Eventually the light was seen and the Center received permanent authorization so it is now permanently a part of the Library of Congress and goes through the appropriations process every year, along with the rest of the Library. The librarian, Dr. Billington, initiated some projects which he felt the Center was especially equipped to handle, such as the Veterans History Project which was designed to document the stories of all of America's War Veterans, something like 19 million of them at the time the legislation was passed. That has been a flagship program. There was his initiative of local legacies also, when the bicentennial came up to document traditions in all of the states and there was huge participation. But it just showed how the incredible staff at the American Folklife Center could rise to that challenge to work with people back home, work with people in Congress, and bring the two together and really as a result, make the library look good in the eyes of Congress, which is not a bad thing.
NEA: Did you know Bess Lomax Hawes?
McCulloh: I was privileged to know Bess, yes indeed. I served on two or three NEA folk arts panels and then met her whenever she came to the American Folklore Society meetings, of course, and really got to know her over the years. She was the most marvelous, truly marvelous remarkable woman. I can see her still with her hair a little frazzled, pushing her glasses up on the top of her head, and during breaks, especially at the panel meetings, just wandering around talking with us and saying, "You know, I wonder what would happen if we thought about doing this?" She would kind of murmur at us and wouldn't you know, when we reconvened the panels, someone would raise a hand and say, "You know, I wonder what would happen if we did thus and so?" as though that person had thought of it themselves out of whole cloth. Bess would sit there and push her glasses up on her head again and say, "You know, that's a wonderful idea." She was very smart, she was very wise. Some years ago I began talking with her about writing her story because she had such an interesting life and accomplished so much and really changed the course of folklore in this country; she was a hero to so many people. She thought about it and said, "Yes I really should do that." Eventually she did and when I was still at the University of Illinois Press, she sent her manuscript in and it was wonderful and I made a few suggestions and she took them under advisement. About that time I retired and so my successor Laurie Matheson had the privilege of working with her and eventually publishing her memoir in 2008 that was called Sing it Pretty and I would commend that to anyone who was interested in Bess, interested in the NEA, or interested in folklore. It's quite a wonderful, readable story and I'm glad that she shared with us what she wanted to share with us. There were things perhaps about her family she might have kept to herself, or possibly things about politics she might have kept to herself. But there is more than enough to inspire all of us to try to do as much as she did in the lives given to us.

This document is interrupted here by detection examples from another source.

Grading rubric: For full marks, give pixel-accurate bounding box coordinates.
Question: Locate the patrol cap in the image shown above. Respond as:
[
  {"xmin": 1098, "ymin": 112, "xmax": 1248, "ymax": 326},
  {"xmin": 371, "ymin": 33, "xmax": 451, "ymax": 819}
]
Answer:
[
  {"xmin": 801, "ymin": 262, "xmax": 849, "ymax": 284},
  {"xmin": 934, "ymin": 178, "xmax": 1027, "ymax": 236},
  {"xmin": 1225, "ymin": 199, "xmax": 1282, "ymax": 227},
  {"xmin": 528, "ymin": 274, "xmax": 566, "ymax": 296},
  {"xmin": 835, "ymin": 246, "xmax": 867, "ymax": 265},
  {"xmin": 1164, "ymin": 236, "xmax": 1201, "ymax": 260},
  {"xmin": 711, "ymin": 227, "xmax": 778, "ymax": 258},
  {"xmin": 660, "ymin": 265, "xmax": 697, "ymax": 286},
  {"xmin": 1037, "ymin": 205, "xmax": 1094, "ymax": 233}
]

NEA: Since you knew Bess and knew her well, what went through your mind when you got the phone call from Barry Bergey and you were told that you would be receiving the Bess Lomax Hawes Award?
McCulloh: When Barry laid that news on me, he sent me reeling. It is such an honor to have an award named for Bess, and to have that association with her. It's an honor I can't even begin to describe. As I said, she was a hero of mine and I wish she were here so that I could thank her personally. Maybe she's smiling down, we don't know.